As for running the Kickstarter, Gimenez suggested that in order to run a successful campaign, the game needs to be partially done. There needs to be evidence that you’re going to deliver something to the consumer.

“The game needs to be in good shape already, otherwise it's really hard to convince people the game is getting off and getting people to trust you. It's all about trust,” he said.

Having the backing of a publisher like 11 bit also helped to put Moonlighter on the map. The indie publisher has an established audience so Digital Sun would then have access to it. More importantly, it then gained access to its expertise. Gimenez said that his team learned about marketing, going to events, and even got advice on a key part of the game.

“I don’t think the interest was in accessing 11 bit's audience... but I think it was because we wanted someone with experienced -- we were not experienced -- so we wanted someone who had done it already and wanted someone we felt understood the current market and understood indie games and how it works globally,” Gimenez said.

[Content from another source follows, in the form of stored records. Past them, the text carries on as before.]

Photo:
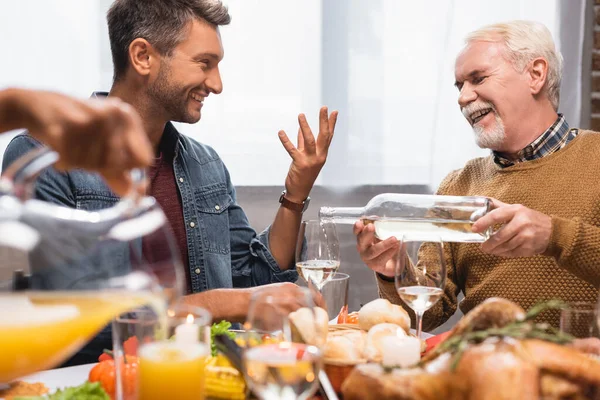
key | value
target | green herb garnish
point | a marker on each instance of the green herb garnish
(222, 328)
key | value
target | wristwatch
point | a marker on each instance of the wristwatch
(298, 207)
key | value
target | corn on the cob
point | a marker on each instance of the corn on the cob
(223, 381)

He doesn’t agree that every indie should follow Digital Sun’s example, but there are things that he thinks are helpful. Having a more experienced publisher is helpful on a developer’s first game, as well as having a financial safety net. Early Access wasn’t necessarily for Moonlighter, but its success, which exceeded expectations for the company, shows the importance of relying on others and making smart business decisions.

Gimenez didn’t begin his career in games. He was an entrepreneur with programming experience and a lifelong passion for games. He could start a business, but nothing stuck around for long. He wasn’t able to bring money from past companies over to Wildframe, but the experience was invaluable. It’s a philosophy that makes a lot of sense when considering Moonlighter’s journey to consoles and PC (and eventually Switch).

“Okay let's be realistic, let's be cautious about the money,” he said he learned. “We need to slowly build things.”